Step 1: Three points are collinear if the vector from the first to the second is a scalar multiple of the vector from the first to the third. Label the points \[A = 2\hat{i} + 3\hat{j} - 4\hat{k},\quad B = \hat{i} - 2\hat{j} + 3\hat{k},\quad C = -7\hat{j} + 10\hat{k}.\]
Step 2: Compute \(\vec{AB} = B - A\): \[\vec{AB} = (1-2)\hat{i} + (-2-3)\hat{j} + (3-(-4))\hat{k} = -\hat{i} - 5\hat{j} + 7\hat{k}.\]

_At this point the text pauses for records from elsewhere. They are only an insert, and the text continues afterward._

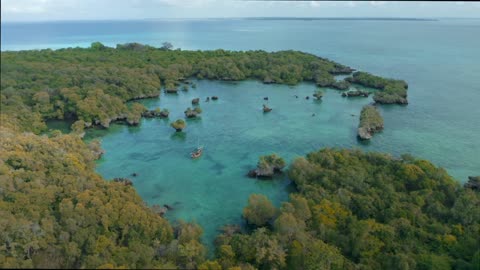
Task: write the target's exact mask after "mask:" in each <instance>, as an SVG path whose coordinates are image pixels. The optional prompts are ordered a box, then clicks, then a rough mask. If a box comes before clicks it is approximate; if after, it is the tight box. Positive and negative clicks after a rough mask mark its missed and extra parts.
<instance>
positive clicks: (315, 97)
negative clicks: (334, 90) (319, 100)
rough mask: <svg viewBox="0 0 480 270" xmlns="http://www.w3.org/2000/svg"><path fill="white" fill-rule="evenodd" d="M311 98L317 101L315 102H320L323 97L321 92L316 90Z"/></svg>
mask: <svg viewBox="0 0 480 270" xmlns="http://www.w3.org/2000/svg"><path fill="white" fill-rule="evenodd" d="M313 96H314V97H315V98H316V99H317V100H320V99H322V97H323V92H322V91H321V90H317V91H315V93H313Z"/></svg>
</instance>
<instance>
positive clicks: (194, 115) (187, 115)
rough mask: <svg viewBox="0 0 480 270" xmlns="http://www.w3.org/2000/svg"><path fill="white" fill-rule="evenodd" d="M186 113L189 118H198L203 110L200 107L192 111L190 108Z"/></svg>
mask: <svg viewBox="0 0 480 270" xmlns="http://www.w3.org/2000/svg"><path fill="white" fill-rule="evenodd" d="M184 113H185V116H186V117H187V118H196V117H198V115H199V114H201V113H202V109H200V107H196V108H195V109H193V110H192V109H191V108H190V107H188V108H187V110H186V111H184Z"/></svg>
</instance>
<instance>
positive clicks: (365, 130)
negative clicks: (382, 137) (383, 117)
mask: <svg viewBox="0 0 480 270" xmlns="http://www.w3.org/2000/svg"><path fill="white" fill-rule="evenodd" d="M382 129H383V118H382V116H381V115H380V112H379V111H378V110H377V108H375V107H374V106H372V105H367V106H364V107H363V109H362V112H361V113H360V124H359V125H358V137H359V138H360V139H361V140H370V139H371V138H372V136H373V134H374V133H375V132H378V131H381V130H382Z"/></svg>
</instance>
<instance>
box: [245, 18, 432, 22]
mask: <svg viewBox="0 0 480 270" xmlns="http://www.w3.org/2000/svg"><path fill="white" fill-rule="evenodd" d="M245 19H247V20H267V21H273V20H282V21H285V20H292V21H329V20H333V21H337V20H339V21H438V19H433V18H388V17H384V18H383V17H364V18H362V17H357V18H347V17H248V18H245Z"/></svg>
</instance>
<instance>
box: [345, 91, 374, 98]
mask: <svg viewBox="0 0 480 270" xmlns="http://www.w3.org/2000/svg"><path fill="white" fill-rule="evenodd" d="M369 95H370V92H367V91H362V90H352V91H347V92H344V93H342V97H368V96H369Z"/></svg>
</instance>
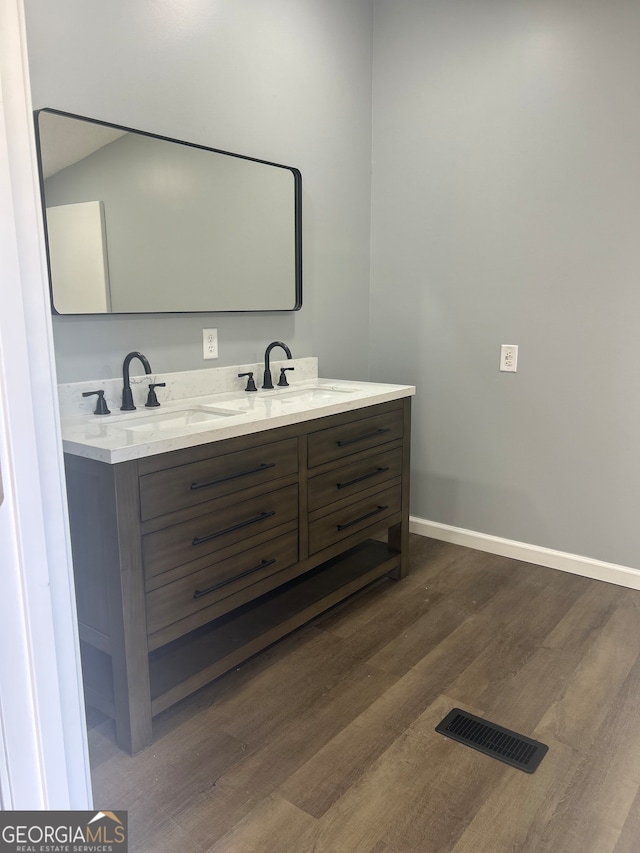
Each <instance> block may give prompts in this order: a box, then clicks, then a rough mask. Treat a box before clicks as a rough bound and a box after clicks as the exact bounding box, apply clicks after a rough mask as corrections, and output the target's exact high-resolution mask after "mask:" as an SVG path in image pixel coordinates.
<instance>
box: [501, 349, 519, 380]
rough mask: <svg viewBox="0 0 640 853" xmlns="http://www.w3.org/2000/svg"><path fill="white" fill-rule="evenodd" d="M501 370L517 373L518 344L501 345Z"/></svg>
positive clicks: (501, 370)
mask: <svg viewBox="0 0 640 853" xmlns="http://www.w3.org/2000/svg"><path fill="white" fill-rule="evenodd" d="M500 370H501V371H503V372H505V373H516V372H517V370H518V345H517V344H502V345H501V347H500Z"/></svg>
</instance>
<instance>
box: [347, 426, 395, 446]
mask: <svg viewBox="0 0 640 853" xmlns="http://www.w3.org/2000/svg"><path fill="white" fill-rule="evenodd" d="M383 432H391V427H382V428H381V429H376V430H374V431H373V432H367V433H365V434H364V435H357V436H356V437H355V438H344V439H342V440H341V441H336V444H337V445H338V447H346V446H347V444H355V443H356V442H358V441H366V440H367V439H368V438H375V437H376V436H377V435H382V433H383Z"/></svg>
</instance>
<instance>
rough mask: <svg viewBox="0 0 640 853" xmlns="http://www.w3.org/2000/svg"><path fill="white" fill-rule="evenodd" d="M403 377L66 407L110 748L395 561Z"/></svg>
mask: <svg viewBox="0 0 640 853" xmlns="http://www.w3.org/2000/svg"><path fill="white" fill-rule="evenodd" d="M414 390H415V389H413V388H412V387H410V386H396V385H378V384H369V383H346V382H344V383H330V382H329V381H328V380H317V379H312V380H306V381H303V382H300V383H295V384H292V385H291V386H290V388H288V389H282V390H281V389H277V390H276V391H271V392H258V394H245V395H242V393H241V392H240V393H239V392H235V393H229V392H228V393H222V394H216V395H211V396H209V397H198V398H197V400H196V402H194V401H193V399H192V400H190V401H185V400H180V401H179V403H178V402H177V400H175V399H174V400H172V401H171V403H170V405H169V406H164V407H163V410H162V411H160V410H158V412H157V413H156V414H155V415H154V416H151V415H149V412H148V410H147V411H146V412H145V410H144V409H142V411H141V412H136V415H134V416H130V417H129V419H126V418H122V417H121V416H118V415H115V417H114V416H106V417H105V418H99V417H95V418H94V419H93V420H91V418H92V417H93V416H91V415H84V416H80V417H76V418H75V419H71V420H70V421H69V422H68V423H65V421H64V420H63V438H64V440H65V451H66V452H65V463H66V470H67V484H68V495H69V515H70V524H71V536H72V546H73V559H74V571H75V580H76V595H77V604H78V619H79V632H80V641H81V649H82V659H83V674H84V684H85V693H86V699H87V703H88V704H90V705H92V706H95V707H97V708H99V709H100V710H101V711H103V712H104V713H106V714H107V715H109V716H111V717H113V718H114V720H115V723H116V735H117V740H118V743H119V745H120V746H121V747H122V748H124V749H126V750H128V751H130V752H131V753H135V752H137V751H139V750H140V749H142V748H144V747H145V746H147V745H148V744H150V743H151V740H152V718H153V717H154V716H156V715H157V714H159V713H161V712H162V711H163V710H165V709H166V708H168V707H169V706H171V705H173V704H174V703H175V702H178V701H179V700H180V699H182V698H183V697H185V696H187V695H188V694H190V693H192V692H193V691H195V690H197V689H199V688H200V687H202V686H203V685H205V684H206V683H208V682H209V681H211V680H212V679H214V678H216V677H217V676H219V675H221V674H222V673H224V672H225V671H227V670H229V669H230V668H231V667H234V666H236V665H238V664H239V663H241V662H242V661H243V660H246V659H247V658H248V657H250V656H252V655H254V654H255V653H257V652H259V651H260V650H261V649H264V648H265V647H266V646H268V645H270V644H271V643H273V642H274V641H276V640H277V639H279V638H280V637H282V636H284V635H285V634H287V633H289V632H290V631H292V630H293V629H295V628H296V627H298V626H300V625H302V624H303V623H305V622H307V621H308V620H309V619H311V618H312V617H314V616H316V615H317V614H318V613H321V612H322V611H324V610H326V609H327V608H329V607H331V606H332V605H334V604H336V603H337V602H339V601H341V600H343V599H344V598H346V597H347V596H349V595H351V594H352V593H354V592H356V591H357V590H359V589H361V588H362V587H364V586H366V585H367V584H369V583H371V582H372V581H374V580H375V579H377V578H379V577H381V576H383V575H389V576H392V577H396V578H400V577H402V576H403V575H404V574H406V571H407V543H408V532H409V527H408V524H409V448H410V400H411V395H412V394H413V393H414ZM173 412H175V413H176V419H175V422H172V421H171V414H172V413H173ZM185 412H188V413H190V414H191V416H192V417H194V418H195V415H196V414H197V413H200V418H202V420H198V419H197V418H196V419H195V420H194V421H193V422H189V423H186V421H188V420H189V416H188V415H185V414H184V413H185ZM207 412H209V413H210V415H208V416H207ZM222 412H223V413H224V414H220V413H222ZM194 413H195V414H194ZM110 417H112V418H113V419H112V420H111V421H110V420H109V418H110ZM154 417H155V420H154ZM208 417H210V420H208ZM162 418H164V420H163V419H162ZM183 421H185V423H183ZM112 424H113V425H112ZM166 424H169V426H166ZM83 430H84V438H81V437H80V435H81V433H82V431H83ZM89 434H90V435H89ZM381 534H384V535H381Z"/></svg>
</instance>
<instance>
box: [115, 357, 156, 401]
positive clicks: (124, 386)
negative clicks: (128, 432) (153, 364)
mask: <svg viewBox="0 0 640 853" xmlns="http://www.w3.org/2000/svg"><path fill="white" fill-rule="evenodd" d="M134 358H137V359H139V361H140V362H141V363H142V366H143V367H144V372H145V373H146V374H147V375H148V374H149V373H151V365H150V364H149V361H148V360H147V357H146V356H144V355H142V353H141V352H130V353H128V354H127V355H126V356H125V358H124V362H123V364H122V383H123V387H122V405H121V406H120V411H121V412H132V411H133V410H134V409H135V406H134V405H133V394H132V393H131V381H130V379H129V365H130V364H131V362H132V361H133V359H134Z"/></svg>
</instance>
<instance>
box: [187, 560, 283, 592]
mask: <svg viewBox="0 0 640 853" xmlns="http://www.w3.org/2000/svg"><path fill="white" fill-rule="evenodd" d="M274 563H275V559H271V560H260V562H259V563H258V565H257V566H254V567H253V568H252V569H247V571H246V572H241V573H240V574H239V575H235V577H232V578H229V579H228V580H226V581H222V582H221V583H217V584H214V586H210V587H207V589H197V590H196V591H195V592H194V593H193V597H194V598H195V599H198V598H203V597H204V596H205V595H209V593H210V592H215V591H216V590H217V589H222V587H223V586H227V584H230V583H235V581H239V580H240V578H246V576H247V575H252V574H253V573H254V572H259V571H260V569H266V567H267V566H272V565H273V564H274Z"/></svg>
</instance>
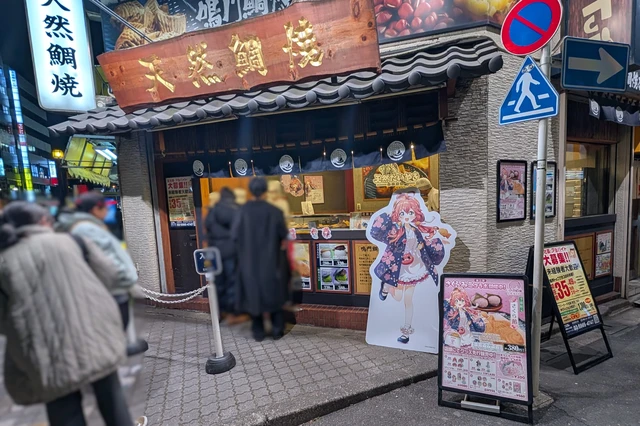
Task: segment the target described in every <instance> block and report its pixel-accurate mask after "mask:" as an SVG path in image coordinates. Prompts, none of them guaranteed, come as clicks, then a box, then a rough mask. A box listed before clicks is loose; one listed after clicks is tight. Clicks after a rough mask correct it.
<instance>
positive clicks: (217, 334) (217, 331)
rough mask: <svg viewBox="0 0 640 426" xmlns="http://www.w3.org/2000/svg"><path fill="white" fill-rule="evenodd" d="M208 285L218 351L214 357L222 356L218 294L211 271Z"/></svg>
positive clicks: (216, 357) (209, 304)
mask: <svg viewBox="0 0 640 426" xmlns="http://www.w3.org/2000/svg"><path fill="white" fill-rule="evenodd" d="M207 285H208V286H209V309H210V310H211V324H212V325H213V348H214V350H215V351H216V352H215V354H214V358H222V356H223V355H224V351H223V349H222V336H221V335H220V320H219V318H220V314H219V313H218V294H217V292H216V281H215V278H214V276H213V274H212V273H211V272H209V273H207Z"/></svg>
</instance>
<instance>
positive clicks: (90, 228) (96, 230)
mask: <svg viewBox="0 0 640 426" xmlns="http://www.w3.org/2000/svg"><path fill="white" fill-rule="evenodd" d="M107 213H108V208H107V201H106V200H105V198H104V195H102V194H101V193H100V192H97V191H92V192H86V193H84V194H82V195H80V196H79V197H78V198H77V199H76V201H75V210H74V211H62V212H60V214H59V215H58V224H57V226H56V228H57V230H58V231H63V232H68V233H70V234H71V235H73V236H75V237H81V238H83V239H85V240H88V241H91V242H93V243H94V244H95V245H96V246H97V247H98V248H100V249H101V250H102V251H103V252H104V253H105V255H106V256H107V257H108V258H109V259H110V260H111V262H112V263H113V265H114V266H115V269H116V272H117V277H118V281H117V284H116V285H115V286H114V287H113V288H112V289H111V294H112V296H113V297H114V299H115V300H116V302H117V304H118V306H119V308H120V314H121V316H122V323H123V326H124V328H125V329H126V328H127V325H128V324H129V299H130V297H131V296H130V294H131V291H132V289H133V286H134V285H135V284H136V283H137V282H138V272H137V270H136V267H135V265H134V263H133V260H131V256H129V253H127V251H126V250H125V249H124V247H123V245H122V242H121V241H120V240H118V238H116V236H115V235H113V234H112V233H111V231H110V230H109V228H107V226H106V225H105V223H104V219H105V218H106V216H107Z"/></svg>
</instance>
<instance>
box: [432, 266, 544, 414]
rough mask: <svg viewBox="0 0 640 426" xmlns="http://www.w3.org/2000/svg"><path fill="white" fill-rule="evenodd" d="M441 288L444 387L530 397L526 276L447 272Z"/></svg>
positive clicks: (442, 348)
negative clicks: (491, 274) (468, 274)
mask: <svg viewBox="0 0 640 426" xmlns="http://www.w3.org/2000/svg"><path fill="white" fill-rule="evenodd" d="M440 291H441V297H442V300H441V306H440V312H441V314H440V318H441V321H442V324H441V335H440V342H441V343H440V346H441V353H440V374H439V375H438V376H439V385H440V388H441V389H446V390H451V391H456V392H462V393H469V394H479V395H483V396H487V397H491V398H495V399H503V400H511V401H514V402H519V403H527V402H530V401H531V399H532V395H531V390H530V381H529V376H530V371H531V370H530V364H529V359H528V354H529V342H528V332H527V321H528V318H527V314H526V306H527V301H526V299H525V297H526V295H525V293H526V280H525V278H524V277H515V276H514V277H509V276H500V275H496V276H490V275H471V274H469V275H455V274H454V275H448V274H447V275H444V276H443V277H442V283H441V290H440Z"/></svg>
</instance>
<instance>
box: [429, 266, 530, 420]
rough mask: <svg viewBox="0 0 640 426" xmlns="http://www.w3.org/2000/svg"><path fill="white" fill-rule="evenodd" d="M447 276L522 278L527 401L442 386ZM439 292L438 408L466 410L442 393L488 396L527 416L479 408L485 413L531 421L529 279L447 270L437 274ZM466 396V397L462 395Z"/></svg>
mask: <svg viewBox="0 0 640 426" xmlns="http://www.w3.org/2000/svg"><path fill="white" fill-rule="evenodd" d="M447 278H461V279H511V280H522V281H523V283H524V287H525V288H524V311H525V327H526V330H525V348H526V350H527V395H528V401H521V400H518V399H511V398H504V397H500V396H496V395H486V394H483V393H480V392H473V391H469V392H461V391H460V389H452V388H447V387H445V386H443V384H442V374H443V369H442V363H443V346H444V339H443V334H444V280H445V279H447ZM439 285H440V291H439V293H438V313H439V317H438V318H439V321H440V324H439V326H438V329H439V341H440V342H439V344H438V345H439V346H438V405H439V406H442V407H449V408H457V409H467V408H466V407H464V406H463V404H462V402H456V401H449V400H446V399H444V398H443V395H442V392H443V391H447V392H453V393H458V394H464V395H466V396H472V397H478V398H483V399H490V400H495V401H501V402H508V403H512V404H517V405H525V406H526V407H527V415H526V416H523V415H519V414H516V413H507V412H502V411H499V412H490V411H482V412H483V413H485V414H489V415H493V416H497V417H502V418H505V419H508V420H513V421H518V422H522V423H529V424H531V423H533V380H532V379H533V373H532V365H531V356H530V353H531V318H532V317H531V301H530V300H529V299H530V292H529V291H528V287H529V278H528V277H527V276H526V275H519V274H474V273H450V274H442V275H441V276H440V283H439ZM465 399H466V398H465Z"/></svg>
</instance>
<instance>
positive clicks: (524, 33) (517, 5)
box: [500, 0, 562, 55]
mask: <svg viewBox="0 0 640 426" xmlns="http://www.w3.org/2000/svg"><path fill="white" fill-rule="evenodd" d="M561 20H562V5H561V4H560V2H559V0H520V1H519V2H518V3H517V4H516V5H515V6H514V7H513V8H512V9H511V10H510V11H509V13H508V14H507V16H506V17H505V19H504V23H503V24H502V31H501V32H500V39H501V40H502V45H503V46H504V48H505V49H506V50H507V52H509V53H512V54H514V55H529V54H531V53H533V52H535V51H536V50H538V49H540V48H542V47H543V46H544V45H545V44H547V43H548V42H549V41H550V40H551V39H552V38H553V36H554V35H555V34H556V32H557V31H558V28H560V21H561Z"/></svg>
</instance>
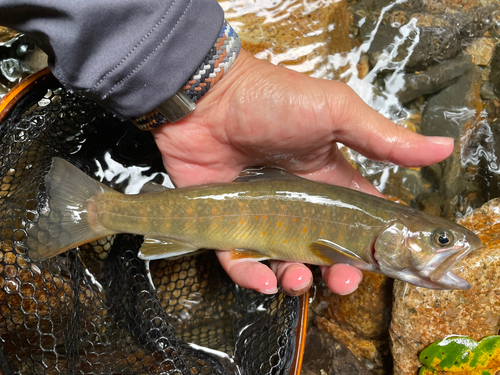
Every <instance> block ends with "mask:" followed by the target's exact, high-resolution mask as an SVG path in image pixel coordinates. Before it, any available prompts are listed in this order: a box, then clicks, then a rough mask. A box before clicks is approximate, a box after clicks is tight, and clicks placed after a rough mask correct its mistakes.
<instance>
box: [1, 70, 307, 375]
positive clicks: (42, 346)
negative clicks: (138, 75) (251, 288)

Step 3: Compute \(\vec{AC} = C - A\): \[\vec{AC} = (0-2)\hat{i} + (-7-3)\hat{j} + (10-(-4))\hat{k} = -2\hat{i} - 10\hat{j} + 14\hat{k}.\]
Step 4: Compare the two vectors: \[\vec{AC} = -2\hat{i} - 10\hat{j} + 14\hat{k} = 2\,(-\hat{i} - 5\hat{j} + 7\hat{k}) = 2\,\vec{AB}.\] Since \(\vec{AC}\) is exactly twice \(\vec{AB}\), the two vectors are parallel and share the common point \(A\).
Step 5: Parallel vectors from a common point lie along the same line, so the three points are collinear. The answer is (A), Yes.
\[\boxed{\text{Yes, the points are collinear}}\]